Charakteristisch der Kommunikationsdynamik von Populärliteratur ist die Adressat:innen: sie zeichnen sich dadurch aus, dass sie nicht unbedingt die Möglichkeit oder das Interesse haben, sich aktiv an der kommunikativen Situation zu beteiligen, in die sie eingetaucht sind. Des Weiteren zielt die Populärliteratur darauf ab, ein breites Spektrum von Menschen, die breite Öffentlichkeit, anzusprechen. Populärliteratur benötigt Popularität und kommerzieller Erfolg, der durch suggestive Genres (Horror, Intrige, Liebe) leicht verständliche Sprache und sich wiederholende Situationen, um Aufmerksamkeit zu erregen und den Konsum des betreffenden Objekts zu gewährleisten.
In einem Versuch, den Begriff der Populärliteratur zu definieren und ihm vom Begriff der Volksliteratur abzugrenzen, stützt sich Huck (2014) auf die medialen Besonderheiten und Ansprüche beider: Während die Volksliteratur auf Mündlichkeit als Übermittlungsmedium einer Sammlung von Texten beruht, die ein Volk repräsentieren und deren Absender und Adressat das Volk selbst ist, gehört die Populärliteratur: „zum Paradigma der Schriftlichkeit. Sie ist auf Verbreitung angelegt; sie mag allgemein ansprechende Themen aufnehmen, aber sie ist von Einzelnen (bzw. kleinen Gruppen) für viele produziert worden“ (Huck 2014: 45). Ihre Zugehörigkeit zum Bereich der Schriftlichkeit stabilisiert den betreffenden Text und erleichtert seine Reproduktion und Verbreitung, wobei diese Aspekte für die kommerziellen Interessen dieser kleinen Gruppen, der Herausgeber: innen, von zentraler Bedeutung sind. Gewiss, externe Faktoren wie die chemischen Fortschritte bei der Papierherstellung, die Urbanisierung, die Zunahme der Alphabetisierungsrate in den großen urbanen Zentren sowie das Verlangen der Massen nach Konsum und Unterhaltung erlauben es uns, das Phänomen der Populärliteratur als ein Kind der Technologie zu charakterisieren, d. h. als Ergebnis der Technologisierung, insbesondere im Zeitraum der zweiten industriellen Revolution. Dies ermöglicht es, die Auswirkungen und Einflüsse zu beleuchten, die die Entwicklungen außerhalb der literarischen Sphäre auf das System der Populärliteratur haben. Baetens (2012) definiert sie als eine kulturelle Form, d. h. als „eine Praxis, ein aktives Netzwerk menschlicher und nicht-menschlicher Akteure (Objekte, Maschinen, Verhaltensweisen, Regeln, Institutionen usw.), in dem die Produktion von Werken und Werten wichtiger ist als die konkrete Produktion“ (338).

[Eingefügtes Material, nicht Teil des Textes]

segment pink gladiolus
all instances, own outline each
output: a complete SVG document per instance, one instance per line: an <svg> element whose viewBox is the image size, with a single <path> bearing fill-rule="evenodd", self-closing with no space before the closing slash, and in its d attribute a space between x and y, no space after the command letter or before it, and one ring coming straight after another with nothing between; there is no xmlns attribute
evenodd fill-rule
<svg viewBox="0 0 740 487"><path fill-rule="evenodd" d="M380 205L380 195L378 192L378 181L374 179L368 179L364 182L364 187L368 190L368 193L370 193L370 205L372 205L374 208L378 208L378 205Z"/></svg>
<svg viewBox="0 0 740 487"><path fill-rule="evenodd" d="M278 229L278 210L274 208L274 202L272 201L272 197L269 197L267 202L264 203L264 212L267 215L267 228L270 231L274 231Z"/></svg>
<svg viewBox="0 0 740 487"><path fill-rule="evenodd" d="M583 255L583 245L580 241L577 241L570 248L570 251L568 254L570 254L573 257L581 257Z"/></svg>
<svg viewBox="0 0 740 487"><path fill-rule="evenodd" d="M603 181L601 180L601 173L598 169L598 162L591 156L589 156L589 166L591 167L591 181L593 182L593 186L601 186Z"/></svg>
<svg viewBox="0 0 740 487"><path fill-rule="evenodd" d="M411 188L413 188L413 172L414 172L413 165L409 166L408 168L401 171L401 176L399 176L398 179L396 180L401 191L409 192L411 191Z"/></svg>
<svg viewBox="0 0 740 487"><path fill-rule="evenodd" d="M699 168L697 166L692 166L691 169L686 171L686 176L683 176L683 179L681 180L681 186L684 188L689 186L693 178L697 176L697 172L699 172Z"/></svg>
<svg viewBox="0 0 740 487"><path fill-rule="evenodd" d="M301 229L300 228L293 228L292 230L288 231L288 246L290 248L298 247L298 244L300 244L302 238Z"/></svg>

In Genres, die typischerweise mit Populärliteratur assoziiert werden, wie z. B. Western, Kriminalromane oder Liebesromane, lassen sich leicht etablierte Muster erkennen (Figurenkonstellationen, die Situationen, in denen die Protagonisten sich befinden, archetypische Themen und Motive), die von den Hersteller:innen dieser Produkte immer wieder verwendet werden. Auch die visuelle Gestaltung der Einbände steht im Einklang mit dem Inhalt des jeweiligen Produkts: Eine düstere und schaurige Bildkomposition, wahrscheinlich mit Totenköpfen verziert, ist zum Beispiel auf dem Einband eines Kriminalromans zu erwarten. Dies erlaubt es uns jedoch, zwei grundlegende Aspekte der Populärliteratur anzusprechen: Erstens sind ästhetische Ambitionen für das Projekt der Populärliteratur optional, die wiederholte Verwendung vorgegebener Schemata, die sich bereits in der Vergangenheit als kommerziell erfolgreich erwiesen haben und somit den Erfolg des Werks garantieren, haben größere Bedeutung. Zweitens weisen die Schemata und Formeln zusammen mit den redaktionellen Entscheidungen (Umschlag, Typografie usw.) das Publikum sehr gezielt auf die Art des Textes hin, den es vor sich hat. Diese Strukturen legen sowohl die Richtlinien für die Produktion als auch für den Konsum fest (Huck 2014: 48).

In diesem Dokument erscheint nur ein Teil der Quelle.